As expected [17], a high number of patients with upper gastrointestinal bleeding were taking aspirin or NSAIDs (30.5%) and/or warfarin (8.3%). Moreover, of those patients who were taking these damaging drugs, only 2 were treated with proton pump inhibitors as preventative therapy, confirming the underutilization of pharmacological gastroprotection in older high-risk patients [18].
This multidimensional approach has been successfully used in hospitalized elderly patients for clinical [19] and, very recently, even for administrative purposes [20]. Indeed, a significant correlation was found between multidimensional impairments assessed by the CGA criteria and the all-patients-refined-(APR)-DRG system, which is an administrative tool useful in identifying elderly in-patients at high risk of high health-resource consumption.

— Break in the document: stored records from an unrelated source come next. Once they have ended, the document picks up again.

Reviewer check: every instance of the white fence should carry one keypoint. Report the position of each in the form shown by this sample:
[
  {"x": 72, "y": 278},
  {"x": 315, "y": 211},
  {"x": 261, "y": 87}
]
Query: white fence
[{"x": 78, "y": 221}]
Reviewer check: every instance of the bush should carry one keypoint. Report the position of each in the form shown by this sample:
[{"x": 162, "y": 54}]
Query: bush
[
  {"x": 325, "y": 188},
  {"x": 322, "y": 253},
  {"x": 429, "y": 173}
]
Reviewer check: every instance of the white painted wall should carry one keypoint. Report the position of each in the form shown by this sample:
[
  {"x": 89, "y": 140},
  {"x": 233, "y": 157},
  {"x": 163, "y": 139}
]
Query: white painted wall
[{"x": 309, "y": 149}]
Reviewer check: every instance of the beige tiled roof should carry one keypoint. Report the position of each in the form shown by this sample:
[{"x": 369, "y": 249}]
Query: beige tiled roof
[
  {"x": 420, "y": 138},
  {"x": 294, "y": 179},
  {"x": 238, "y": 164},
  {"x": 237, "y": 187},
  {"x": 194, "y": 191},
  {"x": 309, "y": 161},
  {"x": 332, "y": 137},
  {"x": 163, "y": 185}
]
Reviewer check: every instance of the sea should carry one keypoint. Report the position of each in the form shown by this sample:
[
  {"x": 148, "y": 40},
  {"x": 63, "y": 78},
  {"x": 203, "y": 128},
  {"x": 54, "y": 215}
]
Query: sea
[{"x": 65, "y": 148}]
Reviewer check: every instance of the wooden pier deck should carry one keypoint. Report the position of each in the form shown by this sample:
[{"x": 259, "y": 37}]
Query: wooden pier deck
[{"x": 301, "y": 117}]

In conclusion, CGA is a useful tool for evaluating older patients with upper gastrointestinal bleeding. For the first time, we describe a CGA-derived MPI that is a clinically useful tool for stratifying older patients into three different grades of 2-year mortality risk. These findings suggest that opportunity does exist to consider CGA a prognostic instrument clinically useful for the short- and long-term management of older patients with upper gastrointestinal bleeding.